How to Increase Demand
I realize that this isn’t nearly as easy as jump-starting a car, but that’s exactly what you have to do. You need to breath new life into your industry through push advertising. This practice seems to be dying for many SMBs (small to medium businesses). Pull marketing efforts have become addictive because you can track the entire process. There’s too much unknown in push advertising, and too many variables. Push advertising is what led John Wanamaker to say:
Half the money I spend in advertising is wasted; the trouble is I don’t know which half.
Don’t let the unknown scare you away from push advertising. Recent updates have been made to internet advertising platforms to improve the control you have over who sees your ads. Just remember that anything you do to increase demand for your industry as a whole will benefit your competition also. That’s why smart companies reach out to their competitors to pool resources when interest begins to wane .
The Got Milk ad campaign is a great example this.

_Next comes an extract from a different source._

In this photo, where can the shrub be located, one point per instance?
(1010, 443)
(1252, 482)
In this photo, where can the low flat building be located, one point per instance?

To this day, every time I see cookies, brownies, or even peanut butter, I start looking for a cold glass of milk.
It doesn’t need to be played at the Super Bowl for you to get the amount of exposure you need. You simply need to illustrate why your product or service is more important than ever now.
How to Capture Market Share Quickly
If you can’t revitalize the market, the next best thing is to quickly capture as much market share as you can. This can help you grow in the short run, but savvy businesses recognize that this only buys them time. They’ll still need to address the decline at some point. Most businesses capture market share in a declining industry by either buying out their competition or aggressively establishing their own brand leadership.
This is anything but straightforward, and probably demands it’s own future article. If you’ve noticed a decrease in business because of consumer disinterest, your competitors probably have too. This is a great time to buy them out. Most companies are more likely to sell at a discount when they believe the market won’t get any better.
Building Brand Leadership
The hard part about this strategy is that it typically takes a lot of time or a lot of luck. But remember that luck favors the prepared. Look for ways to quickly win the brand leadership war. In the case of Netflix and Hulu, the battle was won in about 6 months with the introduction of Netflix streaming apps on the Wii and other systems. Look for that slight difference that sets you on a course to rise above your competitors.
If there’s nothing you can do to revitalize demand in your core products/services, start looking for ways to diversify. One of the best ways to get started is to identify your byproducts. What products/services do you have that could bring in their own revenue stream? I’ve seen service businesses that had to develop their own software to manage their business. When they needed to diversify, it was fairly easy to monetize their software as a service.
Whether you choose to give your industry a jump start with great advertising or diversify your business, you should be able to establish a pattern of growth. If you choose a short-term solution, be quick about it and recognize that you are just buying yourself time to solve the bigger problem.